Robin Rhode: I present three recent photographic ensembles from Haus Konstruktiv, along with older ones. They were all produced outside, against the same broken wall in the Johannesburg suburb of Westbury, in South Africa, where I grew up. I’ve also included a wall painting to echo the geometric tiling that appears in Nigerian Sands (2018). Manifesting this motif into the exhibition space allows the audience to have a stronger physical relationship to my work. It activates the surface of the gallery’s walls in a very subtle way, like a soft whisper blurring the notion of fictional space.
What is the process behind these photographic ensembles, in which performers playfully interact with figurative or abstract wall drawings in the making?
I’ve been working on this particular wall in Johannesburg for seven years. My team includes about fifteen persons now, mostly young people from the community. I always sketch and develop the concept behind each work beforehand. The notion of physical interaction between the performers and the wall drawings is crucial. From one photograph to the next, there is a transient, almost spiritual shift, when the drawing becomes alive, breaths, gets a heartbeat and develops a soul through the performers’ engagement with it.

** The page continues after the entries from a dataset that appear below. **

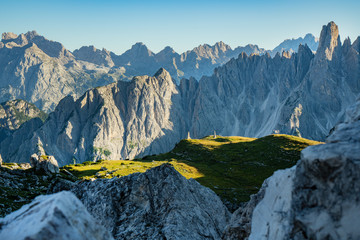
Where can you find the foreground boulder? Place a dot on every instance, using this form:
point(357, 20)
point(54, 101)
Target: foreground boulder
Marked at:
point(317, 199)
point(157, 204)
point(47, 164)
point(58, 216)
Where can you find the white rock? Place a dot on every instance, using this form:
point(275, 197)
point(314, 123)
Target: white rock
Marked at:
point(57, 216)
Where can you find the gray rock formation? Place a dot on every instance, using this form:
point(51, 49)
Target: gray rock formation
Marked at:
point(93, 55)
point(42, 72)
point(47, 164)
point(317, 199)
point(14, 113)
point(300, 94)
point(58, 216)
point(118, 121)
point(157, 204)
point(292, 45)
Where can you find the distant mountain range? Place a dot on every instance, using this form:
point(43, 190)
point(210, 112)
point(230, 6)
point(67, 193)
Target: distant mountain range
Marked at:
point(43, 72)
point(301, 94)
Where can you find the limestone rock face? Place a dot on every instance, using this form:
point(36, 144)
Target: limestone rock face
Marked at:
point(292, 45)
point(58, 216)
point(301, 94)
point(93, 55)
point(157, 204)
point(317, 199)
point(118, 121)
point(48, 164)
point(14, 113)
point(42, 72)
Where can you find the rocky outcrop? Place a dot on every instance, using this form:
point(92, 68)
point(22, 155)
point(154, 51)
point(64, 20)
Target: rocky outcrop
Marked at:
point(47, 164)
point(292, 45)
point(301, 94)
point(93, 55)
point(157, 204)
point(43, 72)
point(118, 121)
point(57, 216)
point(317, 199)
point(16, 112)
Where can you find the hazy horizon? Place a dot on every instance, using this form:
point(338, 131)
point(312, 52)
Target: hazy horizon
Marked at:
point(117, 25)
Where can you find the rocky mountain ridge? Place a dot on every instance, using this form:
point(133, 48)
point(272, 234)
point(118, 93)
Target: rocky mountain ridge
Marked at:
point(16, 112)
point(316, 199)
point(43, 72)
point(302, 94)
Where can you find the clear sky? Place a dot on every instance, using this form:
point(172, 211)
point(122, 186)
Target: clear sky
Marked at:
point(182, 24)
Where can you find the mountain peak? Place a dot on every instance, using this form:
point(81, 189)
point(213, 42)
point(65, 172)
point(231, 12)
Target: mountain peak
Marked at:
point(162, 73)
point(329, 40)
point(8, 36)
point(31, 34)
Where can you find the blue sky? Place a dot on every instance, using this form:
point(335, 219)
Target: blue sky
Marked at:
point(183, 25)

The sequences of interactions that these works unfold, respectively, often read as if you were catapulting dancing bodies into drawing fields. What is your relationship to choreography and narration?
I’ve never formally studied choreography, but I have an immense appreciation for dance and performing arts. I come from a very gestural society, where the movement of the body speaks louder than words and conveys more than language. It breaks down communication barriers between cultures, especially those as complex as South Africa’s. Narration comes organically through drawing. Each mark carries a storyline, and each photograph is a steppingstone towards a broader narrative that extends beyond the picture frames.
Drawing and photography poetically encompass your performances here, which are both staged and documented. What importance do these two mediums have in your overall practice?
I consider here photography only in terms of capturing a wall drawing and the performance that animates it. Drawing is really at the core of
my aesthetics. It is the central narrative towards which everything else gravitates. I currently feel the urge to make art with all the visual lexicons at my disposal and I flirt with many mediums to do so, but my ultimate wish is to draw, become an abstract painter and find inner peace in the process.
This show was titled after an essay by Sean O’Toole, in which he draws parallels between your work and Johannesburg. The city was shaped throughout the Apartheid era. Having relocated to Berlin, do you believe your practice still relates to the wall as a possible symbol of ethnic or political segregation?
My work has considerably evolved since I moved to Berlin, seventeen years ago. As a South African artist, I feel almost compelled to produce works that engage with identity politics or the issue of decolonization, which dominate the art scene in my home country. However, due to my geographical distance, I was led to embrace new forms of inspiration. Among them, colour theory, architecture and mathematics have been a breath of fresh air to me, away from the overly political, but I still use humour to poke fun at aspects of power.